Vivemos numa encruzilhada da Civilização. O crescimento devorou recursos, aumentou a poluição e acentuou os desequilíbrios ambientais. Os povos dos países emancipados no pós guerra vieram sentar-se à mesa do banquete e disputam as benesses do crescimento, e reclamam a sua parte do bolo da riqueza económica. Fora da Europa, produz-se mais e vive-se pior. E, paradoxalmente, dentro da Europa produz-se menos e vive-se melhor. Só que isso não vai durar sempre...

Deixamos, é certo, aos nossos filhos a promessa de uma vida mais fácil e um vasto património que eles vão ter de manter. Mas que valores, que crenças e que rumo lhe apontamos? Quais os caminhos que lhe mostramos? A educação para o sucesso e para a competitividade deu-lhes armas que pouco lhes irão servir na luta pela sobrevivência num mundo perigosamente minado.

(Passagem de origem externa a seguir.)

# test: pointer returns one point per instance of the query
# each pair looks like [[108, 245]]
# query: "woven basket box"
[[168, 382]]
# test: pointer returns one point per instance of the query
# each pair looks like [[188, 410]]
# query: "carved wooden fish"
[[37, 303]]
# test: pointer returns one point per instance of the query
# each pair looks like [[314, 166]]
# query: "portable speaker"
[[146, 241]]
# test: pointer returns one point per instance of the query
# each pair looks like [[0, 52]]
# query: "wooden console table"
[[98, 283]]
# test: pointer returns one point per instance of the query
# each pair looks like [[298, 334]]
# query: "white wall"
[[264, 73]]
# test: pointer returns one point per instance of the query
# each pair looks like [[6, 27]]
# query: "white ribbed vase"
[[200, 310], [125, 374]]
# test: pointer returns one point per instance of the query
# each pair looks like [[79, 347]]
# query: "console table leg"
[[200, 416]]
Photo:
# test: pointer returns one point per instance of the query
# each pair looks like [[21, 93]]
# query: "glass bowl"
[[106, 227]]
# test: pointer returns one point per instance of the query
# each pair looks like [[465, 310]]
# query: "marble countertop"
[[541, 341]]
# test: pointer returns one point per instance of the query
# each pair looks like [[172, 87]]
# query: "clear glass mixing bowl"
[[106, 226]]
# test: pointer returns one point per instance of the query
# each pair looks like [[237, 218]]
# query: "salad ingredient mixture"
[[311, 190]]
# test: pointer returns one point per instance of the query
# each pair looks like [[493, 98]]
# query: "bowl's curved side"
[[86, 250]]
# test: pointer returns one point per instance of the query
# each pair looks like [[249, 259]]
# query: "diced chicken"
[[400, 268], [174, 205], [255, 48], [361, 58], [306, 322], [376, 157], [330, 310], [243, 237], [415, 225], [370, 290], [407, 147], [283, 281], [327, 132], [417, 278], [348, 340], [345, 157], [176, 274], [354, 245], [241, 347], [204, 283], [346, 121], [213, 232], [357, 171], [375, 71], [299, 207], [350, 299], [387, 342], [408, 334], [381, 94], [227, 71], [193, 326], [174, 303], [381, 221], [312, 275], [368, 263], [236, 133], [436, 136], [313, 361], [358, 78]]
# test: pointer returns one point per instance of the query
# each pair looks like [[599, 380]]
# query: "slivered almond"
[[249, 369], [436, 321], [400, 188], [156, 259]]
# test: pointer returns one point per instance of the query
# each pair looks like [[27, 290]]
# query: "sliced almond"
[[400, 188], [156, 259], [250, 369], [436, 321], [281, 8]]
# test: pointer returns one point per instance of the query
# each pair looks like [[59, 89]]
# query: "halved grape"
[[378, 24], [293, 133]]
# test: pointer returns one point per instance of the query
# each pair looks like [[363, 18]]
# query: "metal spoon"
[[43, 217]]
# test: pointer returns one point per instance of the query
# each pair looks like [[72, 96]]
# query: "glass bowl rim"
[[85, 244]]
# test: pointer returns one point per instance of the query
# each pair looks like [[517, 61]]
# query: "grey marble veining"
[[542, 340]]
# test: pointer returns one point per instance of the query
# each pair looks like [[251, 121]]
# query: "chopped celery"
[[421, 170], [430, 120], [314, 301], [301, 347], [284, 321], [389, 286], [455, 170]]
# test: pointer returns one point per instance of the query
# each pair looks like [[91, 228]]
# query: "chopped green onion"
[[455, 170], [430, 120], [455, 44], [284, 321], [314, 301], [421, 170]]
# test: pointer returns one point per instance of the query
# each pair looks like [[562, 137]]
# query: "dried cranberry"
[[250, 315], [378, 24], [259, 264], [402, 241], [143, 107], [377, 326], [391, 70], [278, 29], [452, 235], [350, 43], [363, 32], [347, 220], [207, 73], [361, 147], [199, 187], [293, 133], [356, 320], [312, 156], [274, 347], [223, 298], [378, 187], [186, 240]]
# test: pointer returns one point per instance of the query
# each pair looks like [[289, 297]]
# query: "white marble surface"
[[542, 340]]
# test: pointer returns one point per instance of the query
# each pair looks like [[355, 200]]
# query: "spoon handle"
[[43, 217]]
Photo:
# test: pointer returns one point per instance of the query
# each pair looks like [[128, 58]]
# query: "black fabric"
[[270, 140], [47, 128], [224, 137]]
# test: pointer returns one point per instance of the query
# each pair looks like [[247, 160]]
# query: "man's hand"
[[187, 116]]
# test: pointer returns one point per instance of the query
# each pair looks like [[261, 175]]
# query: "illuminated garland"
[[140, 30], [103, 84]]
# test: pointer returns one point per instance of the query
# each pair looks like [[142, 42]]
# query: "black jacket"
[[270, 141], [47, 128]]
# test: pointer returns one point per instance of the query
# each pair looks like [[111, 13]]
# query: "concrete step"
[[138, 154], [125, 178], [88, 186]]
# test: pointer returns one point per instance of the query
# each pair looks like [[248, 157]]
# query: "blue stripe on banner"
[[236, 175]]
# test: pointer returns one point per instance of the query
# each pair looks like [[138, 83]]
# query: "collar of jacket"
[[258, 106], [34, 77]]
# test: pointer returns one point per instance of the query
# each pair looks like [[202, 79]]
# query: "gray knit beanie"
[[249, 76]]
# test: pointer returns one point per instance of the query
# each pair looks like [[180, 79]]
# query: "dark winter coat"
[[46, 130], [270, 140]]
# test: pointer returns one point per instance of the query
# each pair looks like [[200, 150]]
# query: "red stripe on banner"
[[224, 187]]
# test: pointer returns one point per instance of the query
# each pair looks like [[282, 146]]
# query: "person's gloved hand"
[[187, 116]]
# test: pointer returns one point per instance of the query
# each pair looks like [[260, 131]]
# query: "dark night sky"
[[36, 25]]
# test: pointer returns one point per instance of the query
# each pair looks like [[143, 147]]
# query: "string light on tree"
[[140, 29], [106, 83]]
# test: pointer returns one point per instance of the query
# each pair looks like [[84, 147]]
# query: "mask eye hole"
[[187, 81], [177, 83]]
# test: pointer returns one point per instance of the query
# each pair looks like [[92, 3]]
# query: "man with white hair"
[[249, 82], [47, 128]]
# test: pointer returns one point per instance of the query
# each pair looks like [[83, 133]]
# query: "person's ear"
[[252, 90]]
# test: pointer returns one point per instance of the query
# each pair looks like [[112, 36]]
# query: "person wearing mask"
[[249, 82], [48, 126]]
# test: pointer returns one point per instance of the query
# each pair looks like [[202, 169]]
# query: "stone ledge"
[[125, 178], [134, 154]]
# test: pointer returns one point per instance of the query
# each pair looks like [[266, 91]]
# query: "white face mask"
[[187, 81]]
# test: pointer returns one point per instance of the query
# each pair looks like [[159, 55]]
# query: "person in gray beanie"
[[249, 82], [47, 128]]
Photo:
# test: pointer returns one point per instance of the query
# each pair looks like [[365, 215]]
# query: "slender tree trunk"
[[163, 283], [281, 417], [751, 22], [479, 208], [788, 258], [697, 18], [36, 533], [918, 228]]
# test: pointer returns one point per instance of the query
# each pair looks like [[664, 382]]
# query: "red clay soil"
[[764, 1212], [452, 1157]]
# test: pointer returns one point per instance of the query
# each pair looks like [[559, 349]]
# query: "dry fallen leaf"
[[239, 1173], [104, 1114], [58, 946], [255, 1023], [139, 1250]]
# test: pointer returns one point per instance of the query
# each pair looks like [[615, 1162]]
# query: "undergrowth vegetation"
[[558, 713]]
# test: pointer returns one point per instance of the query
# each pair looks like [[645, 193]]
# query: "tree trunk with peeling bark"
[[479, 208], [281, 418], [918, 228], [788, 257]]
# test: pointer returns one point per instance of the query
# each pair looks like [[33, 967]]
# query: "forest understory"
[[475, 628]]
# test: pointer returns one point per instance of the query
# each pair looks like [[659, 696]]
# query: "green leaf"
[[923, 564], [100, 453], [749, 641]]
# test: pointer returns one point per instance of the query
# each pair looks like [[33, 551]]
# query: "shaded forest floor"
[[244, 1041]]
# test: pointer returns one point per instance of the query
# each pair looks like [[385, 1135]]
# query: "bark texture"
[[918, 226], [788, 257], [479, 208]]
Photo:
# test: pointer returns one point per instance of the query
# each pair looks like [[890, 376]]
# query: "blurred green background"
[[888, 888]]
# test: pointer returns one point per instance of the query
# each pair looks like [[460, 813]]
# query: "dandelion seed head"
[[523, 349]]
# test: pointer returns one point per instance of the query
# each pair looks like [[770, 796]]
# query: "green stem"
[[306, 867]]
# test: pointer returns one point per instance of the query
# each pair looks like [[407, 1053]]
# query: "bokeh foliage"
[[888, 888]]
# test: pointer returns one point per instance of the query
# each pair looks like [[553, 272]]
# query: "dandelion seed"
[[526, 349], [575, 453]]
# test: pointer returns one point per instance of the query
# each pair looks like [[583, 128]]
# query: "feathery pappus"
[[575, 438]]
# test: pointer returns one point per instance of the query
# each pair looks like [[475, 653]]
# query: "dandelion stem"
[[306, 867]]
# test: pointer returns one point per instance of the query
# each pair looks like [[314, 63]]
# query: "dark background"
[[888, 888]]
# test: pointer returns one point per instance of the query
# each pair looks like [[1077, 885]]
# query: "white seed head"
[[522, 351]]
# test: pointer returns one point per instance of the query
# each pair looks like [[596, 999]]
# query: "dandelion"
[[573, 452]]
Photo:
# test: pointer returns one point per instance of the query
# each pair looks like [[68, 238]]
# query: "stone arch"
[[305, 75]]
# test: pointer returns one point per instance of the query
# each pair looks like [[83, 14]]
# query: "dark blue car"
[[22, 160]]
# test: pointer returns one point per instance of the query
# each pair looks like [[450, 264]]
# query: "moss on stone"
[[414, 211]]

Chegou a hora de começarmos a preparar o Encontro de Gerações.


1 comentário:

  1. Que belo texto e que excelente apresentação de um gravíssimo problema de que os políticos não falam, por serem medíocres e só saberem navegar à vista. O navio está desgovernado e à deriva. Estamos realmente ameaçados por um naufrágio.